By incorporating criminal background checks into the driver qualification and employee screening processes, motor carriers may gain knowledge of potential threats to safety and security that would otherwise not be detected. However, since these checks are not mandated of motor carriers, they must be aware of limitations placed on them by state and federal agencies.

EEOC Notice on arrest records

The Equal Employment Opportunity Commission (EEOC) has no laws or regulations specifically prohibiting arrest record inquiries. However, EEOC’s Notice N-915-061 states, “Where it appears that the applicant or employee engaged in the conduct for which he was arrested and that the conduct is job-related and relatively recent, exclusion is justified.”

According to the Notice, the employer must evaluate whether the arrest record reflects the applicant’s conduct. It should, therefore:

  • Examine the surrounding circumstances,
  • Offer the applicant or employee an opportunity to explain, and
  • Make follow-up inquiries necessary to evaluate the candidate’s credibility if the applicant denies engaging in the conduct.

An employer can only use arrests as disqualifying criteria when:

  • It appears that the applicant actually engaged in the conduct resulting in the arrest, and
  • The conduct is job-related.

The EEOC concludes that an employer will seldom be able to justify making broad general inquiries about an employee’s or applicant’s arrests.

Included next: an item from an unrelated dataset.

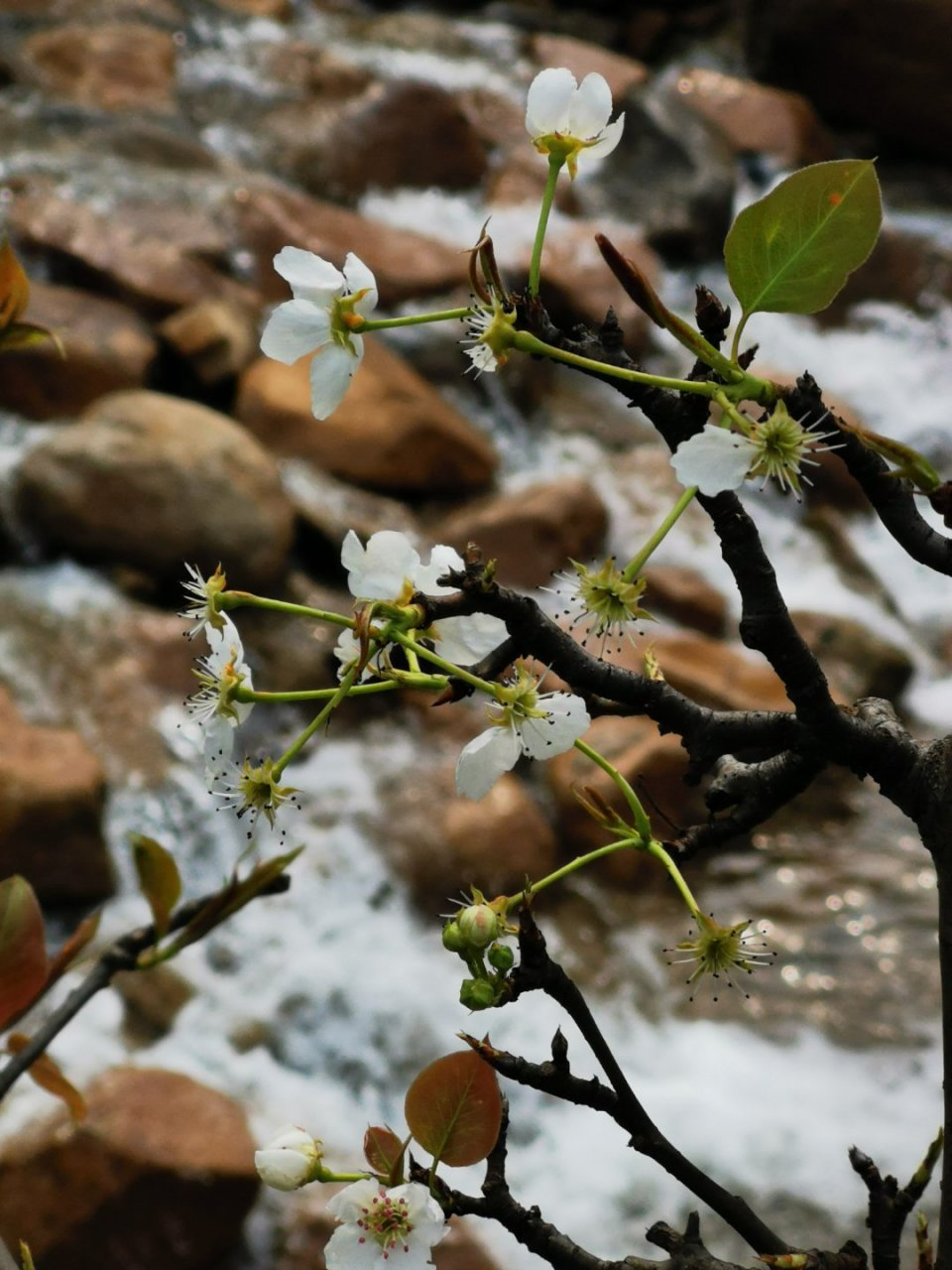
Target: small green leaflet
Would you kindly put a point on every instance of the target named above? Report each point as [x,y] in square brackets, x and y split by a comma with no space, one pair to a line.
[792,250]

Since business justification rests on issues of job-relatedness and credibility, a blanket exclusion of people with arrest records will almost never withstand scrutiny, according to Notice N-915-061.

EEOC Notice on convictions

The EEOC has no laws or regulations specifically prohibiting conviction record inquiries. However, EEOC’s Notice N-915 states, “Where there is evidence of adverse impact, an absolute bar to employment based on the mere fact that the individual has a conviction record is unlawful under Title VII [of the Civil Rights Act of 1964, as amended].”

According to Notice N-915, an employer’s policy or practice of excluding individuals from employment based on their conviction records is unlawful under Title VII in the absence of a justifying business necessity. To determine whether an employer’s decision was justified by business necessity, it must show that it considered three factors:

  1. The nature and gravity of the offense or offenses,
  2. The time that has passed since the conviction and/or completion of the sentence, and
  3. The nature of the job held or sought.

State laws on criminal histories

Each state has different laws and procedures about public access and dissemination of criminal history. It is the responsibility of the employer to know individual state law concerning criminal background investigations. If the state law differs from federal EEOC requirements, the employer must go with the more stringent regulation.

Creating a hiring policy on criminal history

Motor carriers should avoid an all-inclusive company policy on criminal investigations since it may be in violation of state and federal regulations. Someone at the company should monitor the regulations state-by-state if the company requests information outside of its base state.

Updated state information should be incorporated into policies on a regular basis. Companies may need to create a policy for each location, addressing the state of the terminal and potential residency of employees who may live in neighboring states and commute to another for work. It would be a wise best practice to have a labor attorney review how the carrier handles the information received. This will include handling/storage of the data, access to the information by managers and human resource personnel, and hiring standards for each job title.